Jack Pritchard’s Acheson Moment?
The Yomiuri has an interview with Jack Pritchard, who seems to be running for the job of shadow ambassador-at-large to North Korea. Or maybe I should say, for North Korea. A regular reader informs me that in person, Mr. Pritchard is a fine human being, but as a diplomat, he may have just crossed over from “inept” to “dangerous” by publicly advising the North Koreans exactly how to hold on to a ten-bomb nuclear arsenal:
Pritchard: The problem that we have is that if the peaceful manner in which to resolve the six-party talks fails, and the United States does not have a consensus with South Korea, first, China second, Japan third, and finally Russia, fourth, on how to, in a more confrontational method, force North Korea to give up, through United Nations sanctions and a more constricting economic isolation of North Korea. North Korea, if they are smart, and they do not react negatively, if they simply tell China, Japan, South Korea, and Russia, “We have no desire to export nuclear material. We only have a limited–a deterrent against the United States–and we are shutting down future production of nuclear weapons, and we’re going to contain only what we have here,” then it becomes very difficult for the United States, because other nations won’t like it, but very well could accept a limited nuclear North Korea, because there’s no other alternative.

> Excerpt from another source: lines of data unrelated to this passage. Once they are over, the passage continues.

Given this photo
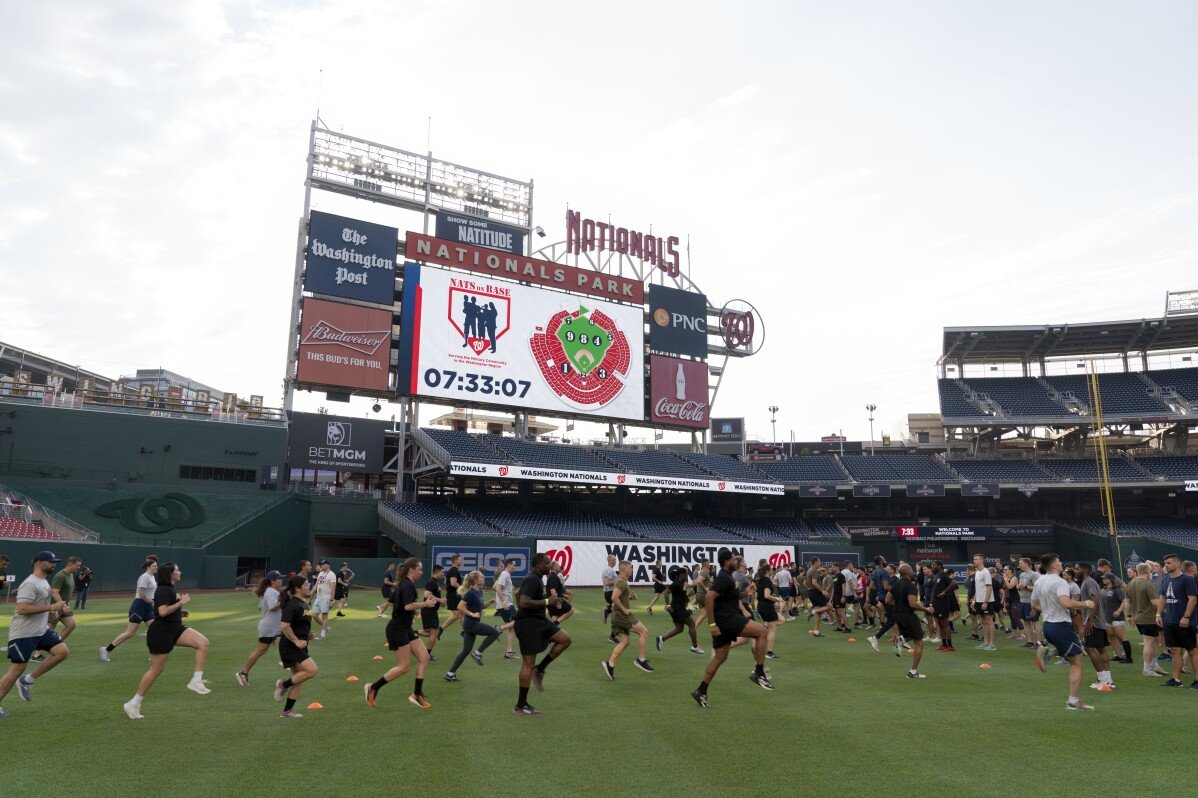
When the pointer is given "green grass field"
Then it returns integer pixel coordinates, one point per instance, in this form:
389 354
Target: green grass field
839 711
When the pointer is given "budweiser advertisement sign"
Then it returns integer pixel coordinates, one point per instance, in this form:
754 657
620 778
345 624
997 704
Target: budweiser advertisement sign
344 345
678 392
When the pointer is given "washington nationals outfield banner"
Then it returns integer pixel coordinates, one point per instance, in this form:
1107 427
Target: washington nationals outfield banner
584 561
467 338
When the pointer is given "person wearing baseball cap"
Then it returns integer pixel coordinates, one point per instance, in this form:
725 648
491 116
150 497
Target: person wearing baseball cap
270 609
30 629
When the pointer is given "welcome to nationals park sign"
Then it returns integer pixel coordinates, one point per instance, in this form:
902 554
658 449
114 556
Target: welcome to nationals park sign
494 471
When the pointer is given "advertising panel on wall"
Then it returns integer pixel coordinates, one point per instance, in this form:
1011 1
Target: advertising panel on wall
480 233
584 561
351 259
678 392
344 345
495 471
326 442
466 338
677 321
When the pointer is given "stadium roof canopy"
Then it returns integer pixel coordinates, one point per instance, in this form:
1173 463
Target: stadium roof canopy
1041 342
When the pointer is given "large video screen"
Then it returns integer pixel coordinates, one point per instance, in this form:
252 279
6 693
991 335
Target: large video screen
470 339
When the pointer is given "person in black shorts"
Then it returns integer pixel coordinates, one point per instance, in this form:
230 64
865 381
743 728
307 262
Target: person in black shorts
905 597
295 630
165 632
430 620
730 621
453 581
401 638
536 632
678 610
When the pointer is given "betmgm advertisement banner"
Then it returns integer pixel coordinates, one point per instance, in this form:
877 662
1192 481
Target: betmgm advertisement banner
470 339
336 443
480 233
584 561
677 321
495 471
351 259
344 345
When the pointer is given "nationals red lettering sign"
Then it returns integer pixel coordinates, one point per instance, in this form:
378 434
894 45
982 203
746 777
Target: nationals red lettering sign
344 345
678 392
526 270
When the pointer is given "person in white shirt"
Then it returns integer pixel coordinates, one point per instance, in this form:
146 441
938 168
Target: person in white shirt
1051 598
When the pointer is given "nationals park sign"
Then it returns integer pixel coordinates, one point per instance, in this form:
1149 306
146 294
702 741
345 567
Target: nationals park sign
584 561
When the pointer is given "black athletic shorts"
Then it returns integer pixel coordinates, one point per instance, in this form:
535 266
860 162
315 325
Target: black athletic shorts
909 626
162 636
728 630
1178 638
534 634
399 635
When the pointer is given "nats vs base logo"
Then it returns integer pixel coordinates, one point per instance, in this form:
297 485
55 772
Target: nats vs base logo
582 355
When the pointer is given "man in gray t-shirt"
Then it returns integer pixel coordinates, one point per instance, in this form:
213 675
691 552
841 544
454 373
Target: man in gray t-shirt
1095 628
30 629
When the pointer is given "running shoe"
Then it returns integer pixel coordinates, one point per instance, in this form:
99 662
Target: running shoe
761 681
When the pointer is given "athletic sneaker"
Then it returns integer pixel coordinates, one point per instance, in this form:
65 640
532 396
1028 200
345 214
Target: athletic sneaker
761 681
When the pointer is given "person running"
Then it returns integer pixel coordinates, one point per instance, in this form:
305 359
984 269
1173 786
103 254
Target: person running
1175 609
430 620
905 598
472 623
140 611
295 632
388 586
678 611
453 581
322 593
270 608
730 621
400 636
61 587
536 633
1052 598
165 632
624 623
30 630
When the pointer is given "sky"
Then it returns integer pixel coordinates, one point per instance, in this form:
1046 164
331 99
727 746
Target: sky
865 174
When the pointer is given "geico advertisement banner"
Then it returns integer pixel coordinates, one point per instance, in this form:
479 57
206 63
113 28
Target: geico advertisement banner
467 338
584 561
611 478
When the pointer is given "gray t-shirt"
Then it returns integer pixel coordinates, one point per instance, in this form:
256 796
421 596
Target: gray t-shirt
1091 592
35 591
1027 579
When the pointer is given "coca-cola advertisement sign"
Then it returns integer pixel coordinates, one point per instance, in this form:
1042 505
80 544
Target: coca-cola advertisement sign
678 392
344 345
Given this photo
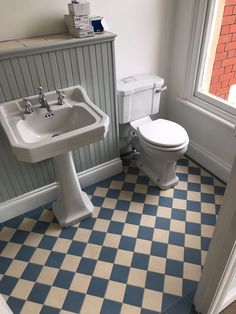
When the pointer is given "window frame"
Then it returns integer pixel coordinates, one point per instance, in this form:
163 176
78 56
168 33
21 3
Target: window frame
203 14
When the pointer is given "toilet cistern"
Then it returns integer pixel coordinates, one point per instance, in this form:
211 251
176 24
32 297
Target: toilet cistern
160 142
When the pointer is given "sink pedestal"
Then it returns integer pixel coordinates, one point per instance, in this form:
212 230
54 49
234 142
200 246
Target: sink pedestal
72 204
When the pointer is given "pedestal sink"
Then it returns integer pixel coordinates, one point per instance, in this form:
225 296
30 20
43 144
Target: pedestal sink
38 136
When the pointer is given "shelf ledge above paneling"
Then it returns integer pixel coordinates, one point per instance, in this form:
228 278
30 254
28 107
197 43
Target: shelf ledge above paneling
29 46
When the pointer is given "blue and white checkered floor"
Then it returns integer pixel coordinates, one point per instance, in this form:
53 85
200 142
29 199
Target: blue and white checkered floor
141 252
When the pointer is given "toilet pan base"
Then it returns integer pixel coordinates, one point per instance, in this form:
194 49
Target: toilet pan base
161 174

Maybe none of this is news to the North Koreans, although I don’t necessarily give them much credit for suave diplomacy or skill at reading the intentions of other nations. I also realize that Jack Pritchard is a private citizen who has First Amendment rights just like I do.
Naturally, a sensible negotiator might want to maximize the deterrent power of a “red line” by not telling North Korea where that “red line” is. Forget that now. Now, everyone with a modem can see where the line is: “if North Korea exports certain materials to rogue states or into the hands of terrorists, that would be a real red line.” North Korea, with its history of brinksmanship, could well presume that it’s safe to export non-nuclear WMD, missiles, and perhaps even advice on how to make your own dirty bomb. To the extent that the line is even where Pritchard claims it is, North Korea may already have already crossed it anyway, by reportedly exporting uranium hexafluoride to Pakistan.
Under those circumstances, telling a rogue state that it’s really OK for them to hang on to a ten-bomb arsensal–and furthermore, telling them just how they can get away with doing that–creates a real risk of a dangerous misunderstanding, particularly given that it’s contrary to oft-stated U.S. policy, which calls for (say it with me) complete . . . verifiable . . . irreversible . . . dismantlement.
Why does this matter so much? Because unless we find some way to search every ship, boat, train, plane, and bus leaving North Korea, we have no way of knowing when those ten bombs will become nine.